What is most striking is how easily this barrier lifts when the book turns, even briefly, toward the concrete. In the moments where lived examples appear—a parent navigating freedom and control, a personal encounter with environment, a recognizable social dynamic—the philosophy immediately sharpens. The abstract becomes visible. The reader is no longer asked to believe or analyze, but to recognize. These passages suggest an alternate version of the same book, one in which the ideas are not only understood but felt.

Because of this, the most significant opportunity for the work lies not in changing its philosophy, but in rebalancing its expression. More frequent grounding in real situations—placed regularly, almost rhythmically—would transform the reading experience. It would not dilute the ideas; it would give them weight. It would allow the reader to move between thought and experience in the same way the book itself argues life naturally unfolds: from need into action, from abstraction into lived meaning.

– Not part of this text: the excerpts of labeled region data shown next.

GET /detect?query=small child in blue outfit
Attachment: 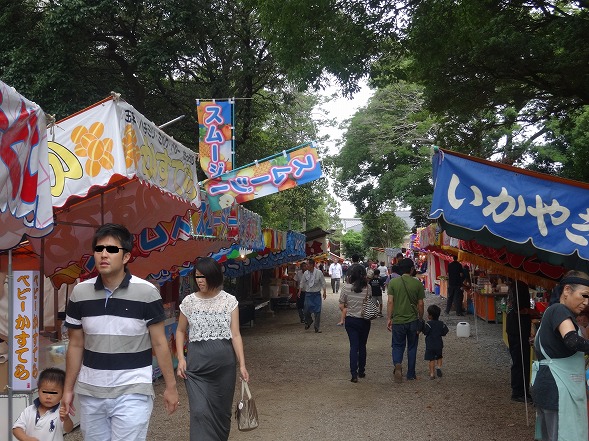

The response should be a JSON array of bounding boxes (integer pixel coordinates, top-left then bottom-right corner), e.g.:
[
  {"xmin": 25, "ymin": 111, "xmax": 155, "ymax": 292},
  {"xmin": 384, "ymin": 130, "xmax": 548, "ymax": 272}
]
[
  {"xmin": 423, "ymin": 305, "xmax": 448, "ymax": 380},
  {"xmin": 12, "ymin": 368, "xmax": 74, "ymax": 441}
]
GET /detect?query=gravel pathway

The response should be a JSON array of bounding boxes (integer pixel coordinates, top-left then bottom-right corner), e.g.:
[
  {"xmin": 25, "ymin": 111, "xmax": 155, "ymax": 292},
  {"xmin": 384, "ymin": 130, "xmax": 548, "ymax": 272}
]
[{"xmin": 65, "ymin": 285, "xmax": 535, "ymax": 441}]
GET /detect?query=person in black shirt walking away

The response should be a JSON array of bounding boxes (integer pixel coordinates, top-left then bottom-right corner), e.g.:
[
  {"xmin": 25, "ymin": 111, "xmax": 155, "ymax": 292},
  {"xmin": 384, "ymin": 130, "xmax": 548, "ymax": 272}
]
[{"xmin": 423, "ymin": 305, "xmax": 448, "ymax": 380}]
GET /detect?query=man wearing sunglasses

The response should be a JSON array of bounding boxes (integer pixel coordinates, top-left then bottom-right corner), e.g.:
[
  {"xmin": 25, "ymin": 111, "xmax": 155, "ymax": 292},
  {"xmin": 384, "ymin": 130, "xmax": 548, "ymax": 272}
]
[{"xmin": 62, "ymin": 224, "xmax": 179, "ymax": 441}]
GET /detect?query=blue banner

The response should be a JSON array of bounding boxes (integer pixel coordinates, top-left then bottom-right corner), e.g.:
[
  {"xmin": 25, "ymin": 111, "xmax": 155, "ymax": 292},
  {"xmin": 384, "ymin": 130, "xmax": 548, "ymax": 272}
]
[{"xmin": 429, "ymin": 150, "xmax": 589, "ymax": 259}]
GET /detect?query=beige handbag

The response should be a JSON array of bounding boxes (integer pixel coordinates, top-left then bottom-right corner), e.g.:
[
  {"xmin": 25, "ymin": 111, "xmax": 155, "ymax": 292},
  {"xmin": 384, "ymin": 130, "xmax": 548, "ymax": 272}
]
[{"xmin": 235, "ymin": 380, "xmax": 258, "ymax": 432}]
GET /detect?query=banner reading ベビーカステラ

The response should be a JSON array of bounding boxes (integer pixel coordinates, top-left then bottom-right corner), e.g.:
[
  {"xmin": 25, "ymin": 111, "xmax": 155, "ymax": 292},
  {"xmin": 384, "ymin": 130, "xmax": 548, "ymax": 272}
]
[
  {"xmin": 196, "ymin": 100, "xmax": 234, "ymax": 178},
  {"xmin": 204, "ymin": 143, "xmax": 323, "ymax": 211}
]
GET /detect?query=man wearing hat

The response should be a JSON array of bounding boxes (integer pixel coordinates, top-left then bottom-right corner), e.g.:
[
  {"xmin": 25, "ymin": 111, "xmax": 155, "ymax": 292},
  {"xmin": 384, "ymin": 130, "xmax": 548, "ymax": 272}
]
[{"xmin": 387, "ymin": 258, "xmax": 425, "ymax": 383}]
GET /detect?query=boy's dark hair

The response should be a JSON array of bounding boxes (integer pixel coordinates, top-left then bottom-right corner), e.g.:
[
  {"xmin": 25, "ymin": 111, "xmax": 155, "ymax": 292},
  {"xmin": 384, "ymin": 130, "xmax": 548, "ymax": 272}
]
[
  {"xmin": 92, "ymin": 224, "xmax": 133, "ymax": 253},
  {"xmin": 192, "ymin": 257, "xmax": 223, "ymax": 289},
  {"xmin": 348, "ymin": 265, "xmax": 368, "ymax": 292},
  {"xmin": 427, "ymin": 305, "xmax": 442, "ymax": 320},
  {"xmin": 37, "ymin": 368, "xmax": 65, "ymax": 388}
]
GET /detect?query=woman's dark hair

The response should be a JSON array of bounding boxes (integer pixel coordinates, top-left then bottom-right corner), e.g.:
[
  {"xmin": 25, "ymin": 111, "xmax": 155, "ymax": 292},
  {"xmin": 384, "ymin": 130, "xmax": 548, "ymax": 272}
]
[
  {"xmin": 427, "ymin": 305, "xmax": 442, "ymax": 320},
  {"xmin": 192, "ymin": 257, "xmax": 223, "ymax": 288},
  {"xmin": 92, "ymin": 224, "xmax": 133, "ymax": 253},
  {"xmin": 348, "ymin": 265, "xmax": 368, "ymax": 292}
]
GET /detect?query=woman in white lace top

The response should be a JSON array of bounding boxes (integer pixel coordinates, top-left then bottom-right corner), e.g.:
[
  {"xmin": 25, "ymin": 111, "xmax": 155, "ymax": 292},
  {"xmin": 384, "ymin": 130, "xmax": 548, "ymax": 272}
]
[{"xmin": 176, "ymin": 257, "xmax": 249, "ymax": 441}]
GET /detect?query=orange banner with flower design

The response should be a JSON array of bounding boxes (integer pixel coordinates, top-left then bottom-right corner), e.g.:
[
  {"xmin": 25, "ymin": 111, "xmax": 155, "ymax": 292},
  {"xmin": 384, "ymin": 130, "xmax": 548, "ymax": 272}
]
[{"xmin": 48, "ymin": 97, "xmax": 200, "ymax": 207}]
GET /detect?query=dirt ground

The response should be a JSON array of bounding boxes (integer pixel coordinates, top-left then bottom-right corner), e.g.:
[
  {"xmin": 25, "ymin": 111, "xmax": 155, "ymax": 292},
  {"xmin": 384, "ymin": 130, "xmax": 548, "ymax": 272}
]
[{"xmin": 65, "ymin": 285, "xmax": 535, "ymax": 441}]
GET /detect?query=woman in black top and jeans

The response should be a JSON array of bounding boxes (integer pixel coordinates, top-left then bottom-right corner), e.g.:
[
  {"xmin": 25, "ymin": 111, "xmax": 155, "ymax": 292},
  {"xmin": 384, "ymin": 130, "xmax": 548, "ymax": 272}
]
[{"xmin": 339, "ymin": 265, "xmax": 370, "ymax": 383}]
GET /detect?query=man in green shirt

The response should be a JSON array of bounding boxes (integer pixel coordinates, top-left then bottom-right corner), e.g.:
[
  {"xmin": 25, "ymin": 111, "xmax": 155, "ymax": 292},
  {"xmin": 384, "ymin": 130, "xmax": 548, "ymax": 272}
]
[{"xmin": 387, "ymin": 259, "xmax": 425, "ymax": 383}]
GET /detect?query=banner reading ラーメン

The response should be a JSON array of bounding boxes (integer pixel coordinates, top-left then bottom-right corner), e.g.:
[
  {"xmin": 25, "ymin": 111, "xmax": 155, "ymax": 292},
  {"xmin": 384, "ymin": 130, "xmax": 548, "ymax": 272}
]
[
  {"xmin": 196, "ymin": 100, "xmax": 234, "ymax": 178},
  {"xmin": 201, "ymin": 143, "xmax": 323, "ymax": 211}
]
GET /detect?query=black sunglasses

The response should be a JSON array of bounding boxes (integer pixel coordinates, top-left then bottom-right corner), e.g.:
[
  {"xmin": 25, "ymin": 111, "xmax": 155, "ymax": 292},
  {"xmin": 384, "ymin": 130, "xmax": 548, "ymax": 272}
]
[{"xmin": 94, "ymin": 245, "xmax": 126, "ymax": 254}]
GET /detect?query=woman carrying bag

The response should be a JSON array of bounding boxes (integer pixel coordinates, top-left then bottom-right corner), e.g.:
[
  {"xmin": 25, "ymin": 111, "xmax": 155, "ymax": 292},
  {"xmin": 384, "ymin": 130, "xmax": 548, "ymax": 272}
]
[
  {"xmin": 176, "ymin": 257, "xmax": 249, "ymax": 441},
  {"xmin": 339, "ymin": 265, "xmax": 370, "ymax": 383}
]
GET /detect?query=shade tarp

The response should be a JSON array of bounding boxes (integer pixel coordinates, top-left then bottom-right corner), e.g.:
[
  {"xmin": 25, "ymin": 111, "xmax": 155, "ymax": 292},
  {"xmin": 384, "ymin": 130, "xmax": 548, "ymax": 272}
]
[
  {"xmin": 429, "ymin": 149, "xmax": 589, "ymax": 271},
  {"xmin": 25, "ymin": 95, "xmax": 243, "ymax": 287},
  {"xmin": 0, "ymin": 81, "xmax": 53, "ymax": 250}
]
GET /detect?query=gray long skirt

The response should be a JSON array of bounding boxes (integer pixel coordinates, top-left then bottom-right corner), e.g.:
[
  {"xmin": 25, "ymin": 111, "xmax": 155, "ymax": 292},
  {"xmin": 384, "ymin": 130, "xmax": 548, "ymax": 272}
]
[{"xmin": 185, "ymin": 339, "xmax": 236, "ymax": 441}]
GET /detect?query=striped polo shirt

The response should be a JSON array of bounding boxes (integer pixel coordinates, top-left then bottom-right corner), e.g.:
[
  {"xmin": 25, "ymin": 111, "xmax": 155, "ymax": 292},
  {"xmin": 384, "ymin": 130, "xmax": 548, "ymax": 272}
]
[{"xmin": 65, "ymin": 270, "xmax": 165, "ymax": 398}]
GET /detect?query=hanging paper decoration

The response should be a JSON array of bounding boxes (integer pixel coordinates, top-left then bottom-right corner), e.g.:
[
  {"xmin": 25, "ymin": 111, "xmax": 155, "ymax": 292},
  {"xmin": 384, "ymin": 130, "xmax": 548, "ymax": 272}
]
[{"xmin": 196, "ymin": 100, "xmax": 235, "ymax": 178}]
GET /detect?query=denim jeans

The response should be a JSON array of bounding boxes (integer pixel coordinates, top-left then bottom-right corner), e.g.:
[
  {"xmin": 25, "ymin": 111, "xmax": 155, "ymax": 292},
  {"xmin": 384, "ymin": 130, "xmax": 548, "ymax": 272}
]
[
  {"xmin": 392, "ymin": 320, "xmax": 419, "ymax": 379},
  {"xmin": 346, "ymin": 317, "xmax": 370, "ymax": 377},
  {"xmin": 79, "ymin": 394, "xmax": 153, "ymax": 441}
]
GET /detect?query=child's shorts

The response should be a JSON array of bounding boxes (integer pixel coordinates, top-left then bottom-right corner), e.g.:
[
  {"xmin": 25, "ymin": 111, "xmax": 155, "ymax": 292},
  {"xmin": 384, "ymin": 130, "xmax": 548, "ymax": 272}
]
[{"xmin": 423, "ymin": 349, "xmax": 443, "ymax": 361}]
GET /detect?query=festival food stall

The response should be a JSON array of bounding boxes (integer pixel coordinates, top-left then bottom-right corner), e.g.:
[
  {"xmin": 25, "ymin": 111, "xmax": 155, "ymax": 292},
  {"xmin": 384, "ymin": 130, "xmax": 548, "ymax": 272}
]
[
  {"xmin": 0, "ymin": 81, "xmax": 53, "ymax": 440},
  {"xmin": 2, "ymin": 94, "xmax": 239, "ymax": 434},
  {"xmin": 429, "ymin": 149, "xmax": 589, "ymax": 420}
]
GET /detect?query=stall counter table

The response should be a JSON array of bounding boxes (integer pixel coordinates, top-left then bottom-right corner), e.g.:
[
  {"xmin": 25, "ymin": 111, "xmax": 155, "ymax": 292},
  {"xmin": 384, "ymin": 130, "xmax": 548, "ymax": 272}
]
[{"xmin": 474, "ymin": 291, "xmax": 507, "ymax": 323}]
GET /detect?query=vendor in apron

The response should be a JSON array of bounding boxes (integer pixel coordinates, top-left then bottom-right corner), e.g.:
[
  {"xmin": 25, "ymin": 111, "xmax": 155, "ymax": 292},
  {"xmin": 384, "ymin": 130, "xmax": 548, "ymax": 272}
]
[{"xmin": 532, "ymin": 271, "xmax": 589, "ymax": 441}]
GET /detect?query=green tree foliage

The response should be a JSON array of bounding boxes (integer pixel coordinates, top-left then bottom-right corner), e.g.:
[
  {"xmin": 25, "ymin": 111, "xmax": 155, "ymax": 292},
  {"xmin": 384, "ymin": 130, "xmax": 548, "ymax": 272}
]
[
  {"xmin": 372, "ymin": 0, "xmax": 589, "ymax": 167},
  {"xmin": 341, "ymin": 230, "xmax": 367, "ymax": 258},
  {"xmin": 361, "ymin": 211, "xmax": 409, "ymax": 248},
  {"xmin": 0, "ymin": 0, "xmax": 337, "ymax": 229},
  {"xmin": 333, "ymin": 82, "xmax": 435, "ymax": 226},
  {"xmin": 247, "ymin": 0, "xmax": 397, "ymax": 94},
  {"xmin": 407, "ymin": 0, "xmax": 589, "ymax": 120}
]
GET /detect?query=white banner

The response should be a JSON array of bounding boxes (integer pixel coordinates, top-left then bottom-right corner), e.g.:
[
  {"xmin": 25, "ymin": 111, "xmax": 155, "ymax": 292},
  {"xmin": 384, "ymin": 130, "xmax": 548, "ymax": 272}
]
[
  {"xmin": 49, "ymin": 99, "xmax": 200, "ymax": 207},
  {"xmin": 9, "ymin": 271, "xmax": 40, "ymax": 392}
]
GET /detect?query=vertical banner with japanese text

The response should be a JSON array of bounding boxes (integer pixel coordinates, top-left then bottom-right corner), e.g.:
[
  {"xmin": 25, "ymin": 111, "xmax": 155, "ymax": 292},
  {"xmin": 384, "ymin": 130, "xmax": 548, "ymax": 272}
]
[
  {"xmin": 196, "ymin": 100, "xmax": 235, "ymax": 178},
  {"xmin": 9, "ymin": 271, "xmax": 40, "ymax": 392},
  {"xmin": 203, "ymin": 142, "xmax": 323, "ymax": 211}
]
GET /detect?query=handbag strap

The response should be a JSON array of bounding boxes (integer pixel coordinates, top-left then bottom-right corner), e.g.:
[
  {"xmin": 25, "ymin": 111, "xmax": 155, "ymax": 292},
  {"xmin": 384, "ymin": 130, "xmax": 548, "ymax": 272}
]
[
  {"xmin": 362, "ymin": 285, "xmax": 372, "ymax": 304},
  {"xmin": 241, "ymin": 380, "xmax": 252, "ymax": 401}
]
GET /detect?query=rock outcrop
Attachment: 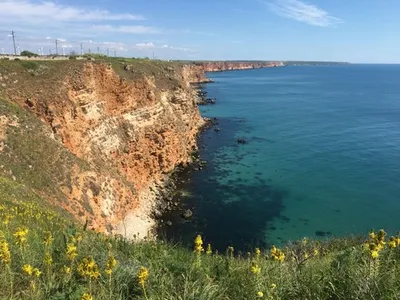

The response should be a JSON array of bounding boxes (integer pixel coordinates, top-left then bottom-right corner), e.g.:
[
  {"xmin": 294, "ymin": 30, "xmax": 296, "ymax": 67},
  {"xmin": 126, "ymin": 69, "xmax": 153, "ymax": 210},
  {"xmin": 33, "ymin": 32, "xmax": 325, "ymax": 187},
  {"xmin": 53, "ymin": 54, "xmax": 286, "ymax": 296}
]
[
  {"xmin": 0, "ymin": 62, "xmax": 204, "ymax": 237},
  {"xmin": 183, "ymin": 61, "xmax": 284, "ymax": 83}
]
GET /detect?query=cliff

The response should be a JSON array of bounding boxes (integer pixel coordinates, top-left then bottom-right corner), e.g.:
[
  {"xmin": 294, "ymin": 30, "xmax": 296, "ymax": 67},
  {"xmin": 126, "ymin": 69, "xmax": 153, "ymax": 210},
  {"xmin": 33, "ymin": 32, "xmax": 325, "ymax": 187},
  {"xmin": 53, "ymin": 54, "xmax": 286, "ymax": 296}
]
[
  {"xmin": 183, "ymin": 61, "xmax": 284, "ymax": 83},
  {"xmin": 0, "ymin": 61, "xmax": 203, "ymax": 236}
]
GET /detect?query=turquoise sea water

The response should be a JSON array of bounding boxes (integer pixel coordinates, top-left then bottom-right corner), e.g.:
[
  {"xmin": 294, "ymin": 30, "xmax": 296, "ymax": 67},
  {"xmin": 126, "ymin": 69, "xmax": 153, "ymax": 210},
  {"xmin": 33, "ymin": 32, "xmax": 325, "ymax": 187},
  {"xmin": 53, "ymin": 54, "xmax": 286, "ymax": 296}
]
[{"xmin": 159, "ymin": 65, "xmax": 400, "ymax": 250}]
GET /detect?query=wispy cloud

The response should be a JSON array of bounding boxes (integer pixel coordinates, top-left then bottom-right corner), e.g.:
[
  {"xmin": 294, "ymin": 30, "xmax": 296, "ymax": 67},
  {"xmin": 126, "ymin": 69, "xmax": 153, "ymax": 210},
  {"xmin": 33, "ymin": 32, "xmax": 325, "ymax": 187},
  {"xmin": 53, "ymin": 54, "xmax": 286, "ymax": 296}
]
[
  {"xmin": 264, "ymin": 0, "xmax": 343, "ymax": 27},
  {"xmin": 92, "ymin": 25, "xmax": 162, "ymax": 34},
  {"xmin": 0, "ymin": 0, "xmax": 145, "ymax": 23}
]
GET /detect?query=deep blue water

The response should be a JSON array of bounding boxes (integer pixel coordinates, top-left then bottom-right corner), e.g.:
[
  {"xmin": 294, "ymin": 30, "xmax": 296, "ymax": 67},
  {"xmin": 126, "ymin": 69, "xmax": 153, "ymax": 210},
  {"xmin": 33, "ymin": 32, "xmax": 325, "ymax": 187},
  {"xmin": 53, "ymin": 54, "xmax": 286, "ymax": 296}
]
[{"xmin": 159, "ymin": 65, "xmax": 400, "ymax": 249}]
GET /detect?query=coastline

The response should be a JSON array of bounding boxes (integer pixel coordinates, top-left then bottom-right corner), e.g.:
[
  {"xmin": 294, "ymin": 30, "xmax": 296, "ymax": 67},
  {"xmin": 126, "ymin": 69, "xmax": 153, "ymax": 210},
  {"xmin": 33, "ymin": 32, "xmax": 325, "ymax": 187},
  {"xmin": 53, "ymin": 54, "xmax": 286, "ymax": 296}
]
[{"xmin": 113, "ymin": 78, "xmax": 214, "ymax": 240}]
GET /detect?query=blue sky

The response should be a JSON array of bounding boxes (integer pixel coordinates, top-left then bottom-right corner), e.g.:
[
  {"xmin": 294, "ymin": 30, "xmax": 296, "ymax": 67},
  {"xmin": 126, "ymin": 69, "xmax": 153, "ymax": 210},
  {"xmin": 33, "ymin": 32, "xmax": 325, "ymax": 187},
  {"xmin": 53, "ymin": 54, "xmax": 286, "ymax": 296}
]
[{"xmin": 0, "ymin": 0, "xmax": 400, "ymax": 63}]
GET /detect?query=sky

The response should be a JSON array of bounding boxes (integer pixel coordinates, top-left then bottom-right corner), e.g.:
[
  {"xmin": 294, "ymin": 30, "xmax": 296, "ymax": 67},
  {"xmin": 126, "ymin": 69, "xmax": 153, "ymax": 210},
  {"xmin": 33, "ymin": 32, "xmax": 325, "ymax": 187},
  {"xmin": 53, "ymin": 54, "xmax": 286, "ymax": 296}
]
[{"xmin": 0, "ymin": 0, "xmax": 400, "ymax": 63}]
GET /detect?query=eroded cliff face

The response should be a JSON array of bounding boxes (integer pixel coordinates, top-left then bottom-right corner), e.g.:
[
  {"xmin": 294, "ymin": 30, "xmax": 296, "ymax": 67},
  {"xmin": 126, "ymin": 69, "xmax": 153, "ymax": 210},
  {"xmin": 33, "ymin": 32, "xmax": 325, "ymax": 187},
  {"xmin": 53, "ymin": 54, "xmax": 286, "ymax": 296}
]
[
  {"xmin": 183, "ymin": 61, "xmax": 284, "ymax": 83},
  {"xmin": 1, "ymin": 62, "xmax": 203, "ymax": 236},
  {"xmin": 201, "ymin": 61, "xmax": 283, "ymax": 72}
]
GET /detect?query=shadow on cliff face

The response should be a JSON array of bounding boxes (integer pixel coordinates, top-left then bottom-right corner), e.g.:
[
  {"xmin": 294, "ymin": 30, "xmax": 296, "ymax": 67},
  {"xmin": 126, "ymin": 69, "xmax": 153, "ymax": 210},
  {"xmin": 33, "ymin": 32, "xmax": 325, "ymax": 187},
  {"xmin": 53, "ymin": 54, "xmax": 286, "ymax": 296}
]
[{"xmin": 158, "ymin": 119, "xmax": 288, "ymax": 251}]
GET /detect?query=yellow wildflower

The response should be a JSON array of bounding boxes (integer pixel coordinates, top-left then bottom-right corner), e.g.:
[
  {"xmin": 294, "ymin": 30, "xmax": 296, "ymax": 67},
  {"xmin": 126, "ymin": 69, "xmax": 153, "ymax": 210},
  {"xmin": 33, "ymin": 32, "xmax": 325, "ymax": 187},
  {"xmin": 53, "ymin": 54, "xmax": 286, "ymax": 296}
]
[
  {"xmin": 106, "ymin": 255, "xmax": 117, "ymax": 275},
  {"xmin": 377, "ymin": 229, "xmax": 386, "ymax": 242},
  {"xmin": 194, "ymin": 235, "xmax": 204, "ymax": 254},
  {"xmin": 75, "ymin": 233, "xmax": 83, "ymax": 243},
  {"xmin": 368, "ymin": 229, "xmax": 376, "ymax": 240},
  {"xmin": 0, "ymin": 241, "xmax": 11, "ymax": 265},
  {"xmin": 137, "ymin": 267, "xmax": 149, "ymax": 287},
  {"xmin": 206, "ymin": 244, "xmax": 212, "ymax": 255},
  {"xmin": 62, "ymin": 266, "xmax": 72, "ymax": 274},
  {"xmin": 43, "ymin": 231, "xmax": 53, "ymax": 246},
  {"xmin": 22, "ymin": 264, "xmax": 34, "ymax": 276},
  {"xmin": 14, "ymin": 227, "xmax": 29, "ymax": 246},
  {"xmin": 78, "ymin": 256, "xmax": 100, "ymax": 279},
  {"xmin": 81, "ymin": 293, "xmax": 93, "ymax": 300},
  {"xmin": 250, "ymin": 262, "xmax": 261, "ymax": 275},
  {"xmin": 67, "ymin": 243, "xmax": 78, "ymax": 260},
  {"xmin": 388, "ymin": 236, "xmax": 397, "ymax": 249},
  {"xmin": 371, "ymin": 250, "xmax": 379, "ymax": 259},
  {"xmin": 3, "ymin": 214, "xmax": 13, "ymax": 225},
  {"xmin": 43, "ymin": 252, "xmax": 53, "ymax": 266},
  {"xmin": 33, "ymin": 268, "xmax": 42, "ymax": 277}
]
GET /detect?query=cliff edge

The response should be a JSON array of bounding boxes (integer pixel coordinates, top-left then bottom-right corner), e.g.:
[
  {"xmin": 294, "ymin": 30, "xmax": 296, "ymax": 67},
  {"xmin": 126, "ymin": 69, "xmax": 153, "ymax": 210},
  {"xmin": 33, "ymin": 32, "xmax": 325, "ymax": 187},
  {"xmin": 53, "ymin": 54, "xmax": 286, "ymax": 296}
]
[{"xmin": 0, "ymin": 60, "xmax": 203, "ymax": 237}]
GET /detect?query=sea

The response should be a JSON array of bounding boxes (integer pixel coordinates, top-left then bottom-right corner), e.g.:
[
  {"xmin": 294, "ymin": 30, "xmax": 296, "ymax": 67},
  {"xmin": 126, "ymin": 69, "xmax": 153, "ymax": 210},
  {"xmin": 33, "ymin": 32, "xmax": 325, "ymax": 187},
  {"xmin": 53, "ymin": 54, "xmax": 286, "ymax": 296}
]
[{"xmin": 159, "ymin": 64, "xmax": 400, "ymax": 251}]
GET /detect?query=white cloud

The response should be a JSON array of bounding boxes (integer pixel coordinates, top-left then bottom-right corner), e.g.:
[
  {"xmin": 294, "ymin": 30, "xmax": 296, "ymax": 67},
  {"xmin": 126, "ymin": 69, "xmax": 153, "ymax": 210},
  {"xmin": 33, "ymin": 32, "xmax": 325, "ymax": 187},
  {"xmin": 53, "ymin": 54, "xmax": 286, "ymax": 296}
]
[
  {"xmin": 0, "ymin": 0, "xmax": 145, "ymax": 23},
  {"xmin": 264, "ymin": 0, "xmax": 343, "ymax": 27},
  {"xmin": 161, "ymin": 45, "xmax": 192, "ymax": 52},
  {"xmin": 92, "ymin": 25, "xmax": 162, "ymax": 34},
  {"xmin": 133, "ymin": 43, "xmax": 156, "ymax": 49}
]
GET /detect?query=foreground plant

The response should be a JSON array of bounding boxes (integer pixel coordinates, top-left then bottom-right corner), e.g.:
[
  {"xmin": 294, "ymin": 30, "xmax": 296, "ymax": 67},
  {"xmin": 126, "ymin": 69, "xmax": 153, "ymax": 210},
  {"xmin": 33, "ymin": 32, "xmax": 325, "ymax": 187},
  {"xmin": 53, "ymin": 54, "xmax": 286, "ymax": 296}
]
[{"xmin": 137, "ymin": 267, "xmax": 149, "ymax": 299}]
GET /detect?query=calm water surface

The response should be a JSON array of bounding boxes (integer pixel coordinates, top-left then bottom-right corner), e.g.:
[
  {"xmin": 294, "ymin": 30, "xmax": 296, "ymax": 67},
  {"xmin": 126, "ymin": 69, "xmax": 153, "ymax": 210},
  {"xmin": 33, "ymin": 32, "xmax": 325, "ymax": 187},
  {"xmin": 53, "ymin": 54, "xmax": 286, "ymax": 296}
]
[{"xmin": 162, "ymin": 65, "xmax": 400, "ymax": 250}]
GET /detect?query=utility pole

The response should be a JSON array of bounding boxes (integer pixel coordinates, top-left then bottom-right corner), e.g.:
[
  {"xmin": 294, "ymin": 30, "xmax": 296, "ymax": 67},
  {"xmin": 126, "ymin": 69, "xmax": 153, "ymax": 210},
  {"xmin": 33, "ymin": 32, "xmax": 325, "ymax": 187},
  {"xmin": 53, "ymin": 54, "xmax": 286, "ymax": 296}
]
[{"xmin": 11, "ymin": 31, "xmax": 17, "ymax": 55}]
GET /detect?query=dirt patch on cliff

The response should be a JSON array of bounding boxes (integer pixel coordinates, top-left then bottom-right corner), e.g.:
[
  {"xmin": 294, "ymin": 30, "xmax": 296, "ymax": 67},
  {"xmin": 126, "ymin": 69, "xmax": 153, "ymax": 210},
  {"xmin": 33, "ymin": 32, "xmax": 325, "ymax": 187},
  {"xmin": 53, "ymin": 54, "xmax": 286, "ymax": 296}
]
[{"xmin": 0, "ymin": 60, "xmax": 202, "ymax": 237}]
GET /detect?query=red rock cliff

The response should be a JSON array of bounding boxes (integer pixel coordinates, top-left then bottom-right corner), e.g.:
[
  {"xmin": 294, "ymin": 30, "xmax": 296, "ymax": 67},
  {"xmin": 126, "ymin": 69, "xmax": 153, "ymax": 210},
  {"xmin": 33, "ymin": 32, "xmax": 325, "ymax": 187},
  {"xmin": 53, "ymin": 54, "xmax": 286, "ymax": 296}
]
[
  {"xmin": 183, "ymin": 61, "xmax": 283, "ymax": 83},
  {"xmin": 2, "ymin": 61, "xmax": 203, "ymax": 236}
]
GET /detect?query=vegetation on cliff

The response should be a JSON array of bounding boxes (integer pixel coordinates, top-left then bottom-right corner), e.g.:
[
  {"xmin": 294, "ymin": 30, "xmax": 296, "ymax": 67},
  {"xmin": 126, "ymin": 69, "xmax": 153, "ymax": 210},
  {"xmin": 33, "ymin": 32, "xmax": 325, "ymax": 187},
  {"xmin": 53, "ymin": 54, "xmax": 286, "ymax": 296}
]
[
  {"xmin": 0, "ymin": 59, "xmax": 400, "ymax": 300},
  {"xmin": 0, "ymin": 191, "xmax": 400, "ymax": 300}
]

As it stands, the book is a serious and original contribution to philosophical writing in the self-inquiry space. It will resonate strongly with readers already inclined toward Taoist or contemplative traditions, and with those who appreciate systems-level thinking about human life. But its reach is narrower than it could be. With greater attention to readability—particularly through the consistent use of concrete, lived examples—it has the potential to become not only a work that is respected, but one that is widely read and deeply absorbed.

In the end, the book succeeds in what matters most: it offers a way of seeing that feels both ancient and newly articulated. Its challenge is not in what it has to say, but in how often it allows the reader to fully experience what it means.